In hindsight, KPN [a Dutch telephone company] made a mistake back in 1996. We were not too enthusiastic to be forced to allow competitors on our old wireline network. That turned out not to be very wise. If you allow all your competitors on your network, all services will run on your network, and that results in the lowest cost possible per service. Which in turn attracts more customers for those services, so your network grows much faster. An open network is not charity from us, in the long run it simply works best for everybody.
North Carolina and Broadband as Infrastructure
We dedicated a lot of coverage to Time Warner Cable's purchasing legislation to handicap communities from building competitive networks. Kara Millonzi, from the University of North Carolina School of Government, examined the new law and made a potentially interesting point.

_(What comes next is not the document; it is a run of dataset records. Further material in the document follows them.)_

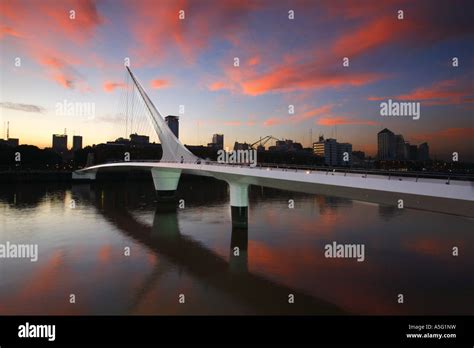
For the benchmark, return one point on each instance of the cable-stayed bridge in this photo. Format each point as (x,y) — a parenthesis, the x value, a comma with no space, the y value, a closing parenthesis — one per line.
(422,192)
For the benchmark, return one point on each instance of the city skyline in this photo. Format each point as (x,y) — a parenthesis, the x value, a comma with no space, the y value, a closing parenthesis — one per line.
(282,62)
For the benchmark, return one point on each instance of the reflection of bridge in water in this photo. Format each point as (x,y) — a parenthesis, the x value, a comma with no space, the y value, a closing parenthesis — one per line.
(231,277)
(444,195)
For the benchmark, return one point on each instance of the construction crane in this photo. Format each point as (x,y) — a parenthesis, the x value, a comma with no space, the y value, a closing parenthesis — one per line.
(263,141)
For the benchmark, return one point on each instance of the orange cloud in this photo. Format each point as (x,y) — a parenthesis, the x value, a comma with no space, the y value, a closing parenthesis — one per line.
(160,33)
(5,30)
(111,86)
(216,86)
(157,83)
(371,35)
(442,93)
(342,120)
(50,36)
(254,61)
(439,93)
(305,76)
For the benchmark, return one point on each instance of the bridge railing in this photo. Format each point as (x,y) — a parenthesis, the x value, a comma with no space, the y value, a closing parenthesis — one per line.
(329,170)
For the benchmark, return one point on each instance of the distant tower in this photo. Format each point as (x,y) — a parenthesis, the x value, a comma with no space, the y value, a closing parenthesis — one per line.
(76,142)
(173,124)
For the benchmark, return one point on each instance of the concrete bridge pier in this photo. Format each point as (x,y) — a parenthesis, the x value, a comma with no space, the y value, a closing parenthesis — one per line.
(166,182)
(239,203)
(238,259)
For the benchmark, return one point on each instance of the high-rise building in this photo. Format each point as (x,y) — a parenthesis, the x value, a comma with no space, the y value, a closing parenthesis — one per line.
(76,142)
(334,153)
(60,142)
(173,124)
(326,148)
(13,142)
(423,152)
(412,152)
(139,139)
(344,154)
(386,145)
(218,140)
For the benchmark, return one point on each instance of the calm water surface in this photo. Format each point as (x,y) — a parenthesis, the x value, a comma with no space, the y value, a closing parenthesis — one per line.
(190,251)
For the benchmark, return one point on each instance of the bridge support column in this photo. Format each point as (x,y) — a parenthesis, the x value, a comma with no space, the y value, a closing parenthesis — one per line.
(166,182)
(77,175)
(238,260)
(239,202)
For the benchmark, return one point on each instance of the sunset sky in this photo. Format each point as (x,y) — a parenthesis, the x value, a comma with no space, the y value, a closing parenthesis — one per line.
(190,62)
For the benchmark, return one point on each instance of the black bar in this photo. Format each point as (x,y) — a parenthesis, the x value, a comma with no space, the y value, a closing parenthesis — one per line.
(137,330)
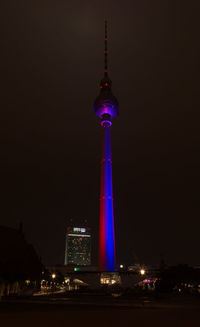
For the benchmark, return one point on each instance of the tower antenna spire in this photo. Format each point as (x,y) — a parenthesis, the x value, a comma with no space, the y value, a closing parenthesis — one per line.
(106,49)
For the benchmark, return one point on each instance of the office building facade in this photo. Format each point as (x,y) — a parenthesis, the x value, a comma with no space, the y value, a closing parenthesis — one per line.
(78,246)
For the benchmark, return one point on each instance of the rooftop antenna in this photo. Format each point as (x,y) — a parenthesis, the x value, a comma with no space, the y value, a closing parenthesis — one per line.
(106,50)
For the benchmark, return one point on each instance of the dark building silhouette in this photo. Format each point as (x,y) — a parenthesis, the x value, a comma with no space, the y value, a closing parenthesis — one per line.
(18,259)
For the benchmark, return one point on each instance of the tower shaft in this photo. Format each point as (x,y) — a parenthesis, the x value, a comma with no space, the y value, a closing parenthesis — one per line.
(107,233)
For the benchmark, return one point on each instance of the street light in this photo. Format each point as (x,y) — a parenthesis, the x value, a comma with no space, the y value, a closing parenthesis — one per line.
(142,272)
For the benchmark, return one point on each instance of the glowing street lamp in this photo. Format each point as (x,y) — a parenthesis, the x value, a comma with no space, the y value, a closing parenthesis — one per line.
(142,272)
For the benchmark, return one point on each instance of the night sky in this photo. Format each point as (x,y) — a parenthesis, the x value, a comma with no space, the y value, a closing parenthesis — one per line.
(51,63)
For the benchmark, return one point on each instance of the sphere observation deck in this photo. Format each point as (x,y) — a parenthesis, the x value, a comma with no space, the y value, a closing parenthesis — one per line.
(106,104)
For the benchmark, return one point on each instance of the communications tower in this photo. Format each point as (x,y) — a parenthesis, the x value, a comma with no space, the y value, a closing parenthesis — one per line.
(106,107)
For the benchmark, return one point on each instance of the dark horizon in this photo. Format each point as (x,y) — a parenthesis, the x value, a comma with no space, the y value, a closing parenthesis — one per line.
(51,66)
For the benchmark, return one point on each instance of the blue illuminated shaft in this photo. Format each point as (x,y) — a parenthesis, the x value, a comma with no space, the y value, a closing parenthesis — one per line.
(107,233)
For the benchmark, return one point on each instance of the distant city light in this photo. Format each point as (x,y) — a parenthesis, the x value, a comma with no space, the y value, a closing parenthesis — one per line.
(78,229)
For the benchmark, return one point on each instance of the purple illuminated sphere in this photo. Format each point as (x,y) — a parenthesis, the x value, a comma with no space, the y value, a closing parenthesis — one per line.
(106,105)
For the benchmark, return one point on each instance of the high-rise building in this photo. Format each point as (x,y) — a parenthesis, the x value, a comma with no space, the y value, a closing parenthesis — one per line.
(106,107)
(78,246)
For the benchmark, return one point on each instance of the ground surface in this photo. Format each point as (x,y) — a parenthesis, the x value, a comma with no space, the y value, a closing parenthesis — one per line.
(99,312)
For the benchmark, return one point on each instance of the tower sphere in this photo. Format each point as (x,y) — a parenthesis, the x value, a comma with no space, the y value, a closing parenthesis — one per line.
(106,104)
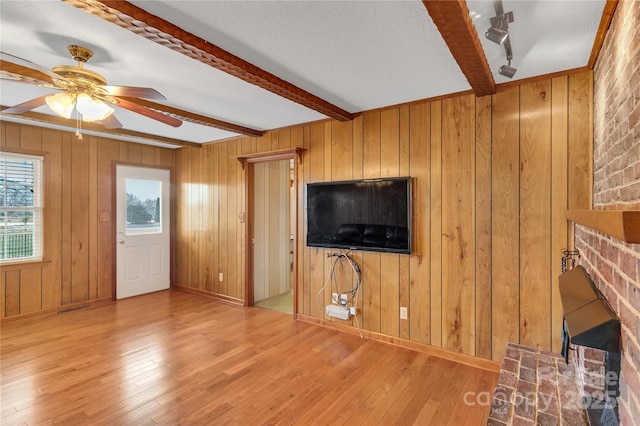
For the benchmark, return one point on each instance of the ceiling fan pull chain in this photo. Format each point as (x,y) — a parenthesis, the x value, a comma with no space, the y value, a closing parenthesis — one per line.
(78,126)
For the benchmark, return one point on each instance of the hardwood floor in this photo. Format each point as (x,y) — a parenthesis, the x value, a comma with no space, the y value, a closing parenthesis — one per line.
(178,358)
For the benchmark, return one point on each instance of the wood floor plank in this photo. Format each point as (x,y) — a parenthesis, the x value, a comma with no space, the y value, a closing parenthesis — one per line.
(178,358)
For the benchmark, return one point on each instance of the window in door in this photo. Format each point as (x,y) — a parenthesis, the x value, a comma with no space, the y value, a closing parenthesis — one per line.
(144,198)
(20,207)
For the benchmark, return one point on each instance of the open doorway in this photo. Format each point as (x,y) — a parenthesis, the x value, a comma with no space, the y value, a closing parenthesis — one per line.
(273,235)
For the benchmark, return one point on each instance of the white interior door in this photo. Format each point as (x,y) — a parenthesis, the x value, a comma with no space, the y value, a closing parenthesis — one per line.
(143,230)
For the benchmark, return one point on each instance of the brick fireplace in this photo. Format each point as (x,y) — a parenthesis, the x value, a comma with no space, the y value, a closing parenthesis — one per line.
(614,266)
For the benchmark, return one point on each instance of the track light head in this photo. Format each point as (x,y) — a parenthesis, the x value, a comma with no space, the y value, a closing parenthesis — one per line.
(507,70)
(496,35)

Communities have a steep mountain to climb to build a self-financing community network in the state but if a community wanted to treat broadband infrastructure like the roads they manage, the law may not impact them.

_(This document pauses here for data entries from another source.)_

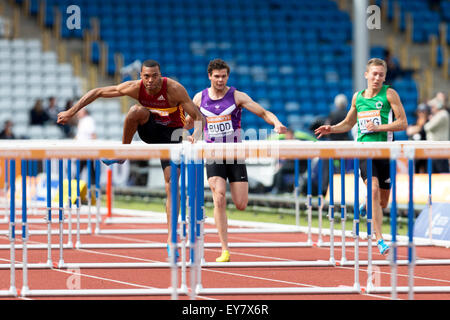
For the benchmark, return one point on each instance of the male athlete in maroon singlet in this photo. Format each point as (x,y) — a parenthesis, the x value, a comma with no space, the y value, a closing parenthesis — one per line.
(157,116)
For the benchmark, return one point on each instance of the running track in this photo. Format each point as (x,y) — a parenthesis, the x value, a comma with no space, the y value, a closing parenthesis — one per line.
(213,277)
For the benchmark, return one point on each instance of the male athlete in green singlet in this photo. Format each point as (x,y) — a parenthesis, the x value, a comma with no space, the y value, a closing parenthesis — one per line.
(378,112)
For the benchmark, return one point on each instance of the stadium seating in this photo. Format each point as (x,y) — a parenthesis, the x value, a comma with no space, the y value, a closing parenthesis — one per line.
(295,55)
(26,74)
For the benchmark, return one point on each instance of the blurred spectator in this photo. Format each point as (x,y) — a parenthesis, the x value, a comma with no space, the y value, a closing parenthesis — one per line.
(7,132)
(38,116)
(69,127)
(417,132)
(337,115)
(52,109)
(5,27)
(285,168)
(394,70)
(86,132)
(437,129)
(85,127)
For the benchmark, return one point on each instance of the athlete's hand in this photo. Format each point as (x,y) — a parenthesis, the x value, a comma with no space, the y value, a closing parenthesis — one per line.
(371,127)
(64,117)
(280,128)
(322,131)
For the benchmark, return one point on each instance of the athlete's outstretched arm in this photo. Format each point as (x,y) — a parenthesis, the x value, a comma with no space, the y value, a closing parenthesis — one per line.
(196,118)
(242,99)
(400,123)
(125,88)
(189,123)
(343,126)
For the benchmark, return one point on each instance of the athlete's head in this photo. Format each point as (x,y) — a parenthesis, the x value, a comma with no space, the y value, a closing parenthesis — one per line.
(218,73)
(375,74)
(151,74)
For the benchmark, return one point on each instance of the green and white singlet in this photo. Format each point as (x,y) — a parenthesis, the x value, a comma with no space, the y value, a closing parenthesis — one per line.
(378,110)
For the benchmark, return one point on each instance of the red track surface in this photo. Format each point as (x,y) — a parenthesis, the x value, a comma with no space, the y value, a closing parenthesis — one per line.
(47,279)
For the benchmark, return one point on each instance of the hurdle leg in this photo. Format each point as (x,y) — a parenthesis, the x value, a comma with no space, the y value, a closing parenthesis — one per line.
(49,211)
(25,288)
(183,285)
(200,223)
(97,196)
(12,227)
(78,201)
(174,220)
(411,253)
(61,212)
(356,284)
(6,187)
(331,210)
(89,194)
(192,221)
(343,211)
(430,202)
(369,286)
(69,180)
(320,202)
(296,193)
(309,200)
(393,216)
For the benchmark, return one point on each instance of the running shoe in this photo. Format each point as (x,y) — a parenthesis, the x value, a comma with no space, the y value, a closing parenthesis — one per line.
(225,257)
(177,255)
(383,247)
(109,162)
(362,210)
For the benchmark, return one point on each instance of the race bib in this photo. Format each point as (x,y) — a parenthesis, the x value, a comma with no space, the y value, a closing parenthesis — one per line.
(219,126)
(365,116)
(161,113)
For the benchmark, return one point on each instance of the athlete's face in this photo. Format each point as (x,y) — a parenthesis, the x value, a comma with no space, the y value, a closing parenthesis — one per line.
(375,76)
(151,77)
(219,79)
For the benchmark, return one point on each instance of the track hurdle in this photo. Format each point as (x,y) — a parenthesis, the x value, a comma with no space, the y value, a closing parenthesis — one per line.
(324,153)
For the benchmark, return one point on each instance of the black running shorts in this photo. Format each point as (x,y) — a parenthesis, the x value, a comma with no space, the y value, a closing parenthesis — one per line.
(152,132)
(234,172)
(380,169)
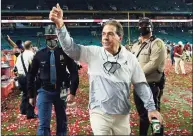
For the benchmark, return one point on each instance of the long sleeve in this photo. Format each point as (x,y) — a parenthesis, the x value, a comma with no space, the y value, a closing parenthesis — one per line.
(74,78)
(75,51)
(31,77)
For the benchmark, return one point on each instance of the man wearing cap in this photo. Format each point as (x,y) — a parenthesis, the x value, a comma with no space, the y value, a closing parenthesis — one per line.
(51,63)
(22,64)
(151,54)
(111,68)
(178,54)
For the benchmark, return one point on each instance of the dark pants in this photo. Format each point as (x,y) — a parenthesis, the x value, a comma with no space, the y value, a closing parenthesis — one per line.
(25,107)
(44,104)
(143,113)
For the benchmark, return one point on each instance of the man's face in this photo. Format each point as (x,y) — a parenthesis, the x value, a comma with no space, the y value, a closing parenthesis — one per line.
(110,39)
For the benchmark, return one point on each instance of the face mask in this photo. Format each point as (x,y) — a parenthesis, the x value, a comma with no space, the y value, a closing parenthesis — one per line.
(144,31)
(51,43)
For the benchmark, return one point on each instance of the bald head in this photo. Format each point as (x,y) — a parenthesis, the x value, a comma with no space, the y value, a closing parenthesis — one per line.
(27,45)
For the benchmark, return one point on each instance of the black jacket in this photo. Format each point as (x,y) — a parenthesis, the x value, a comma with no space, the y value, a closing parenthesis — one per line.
(41,62)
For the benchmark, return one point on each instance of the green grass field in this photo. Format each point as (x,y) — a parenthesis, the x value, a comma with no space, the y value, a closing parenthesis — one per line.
(176,109)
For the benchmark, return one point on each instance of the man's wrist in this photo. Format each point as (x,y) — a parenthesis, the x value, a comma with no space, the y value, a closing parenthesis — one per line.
(60,24)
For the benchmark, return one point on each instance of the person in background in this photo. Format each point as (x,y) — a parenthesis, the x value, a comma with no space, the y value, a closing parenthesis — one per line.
(188,50)
(52,62)
(151,54)
(111,68)
(22,71)
(172,53)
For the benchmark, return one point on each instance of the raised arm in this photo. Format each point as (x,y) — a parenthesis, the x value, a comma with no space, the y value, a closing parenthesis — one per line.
(11,42)
(73,50)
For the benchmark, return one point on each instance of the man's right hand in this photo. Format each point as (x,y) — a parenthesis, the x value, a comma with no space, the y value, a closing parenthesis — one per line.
(56,15)
(32,101)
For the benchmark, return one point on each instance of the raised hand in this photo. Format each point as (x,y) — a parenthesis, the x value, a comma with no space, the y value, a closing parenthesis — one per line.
(56,15)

As stated above, S.L. 2011-84 imposes some significant limitations on a municipality’s authority to provide cable and Internet services. With some exceptions, the limitations apply to a “city-owned communications service provider.” A city-owned communications service provider is defined as:
- a city
- that provides cable, video programming, telecommunications, broadband, or high-speed Internet access service (collectively, communication services)
- directly, indirectly, or through interlocal agreement or joint agency
- to the public
- for a fee
- using a wired or wireless network (communications network).
This definition is important because the new limitations only apply to municipalities that meet all of its elements. In particular, the Act’s provisions only apply to a municipality that provides the listed services “for a fee.” That means that the requirements do not apply to any municipality that provides the above-listed communication services for free to the public. Many local governments provide free Wi-Fi service in their downtown or other central business areas. (In fact, I am taking advantage of Town of Carrboro’s free Wi-Fi as I draft this post.) If a municipality uses its unrestricted general fund revenue to finance this service, or any other communications services, it is not subject to the new Act’s provisions. (Note that many local governments actually offer this service by taking advantage of excess capacity on their internal broadband networks.)
Though it is an extreme long shot, it would be fascinating to see a community build a network without charging a direct fee to access. It would also be fun to see Time Warner Cable hoisted on their own petard after pushing such self-serving and harmful-to-the-public legislation through an incredibly ignorant legislature.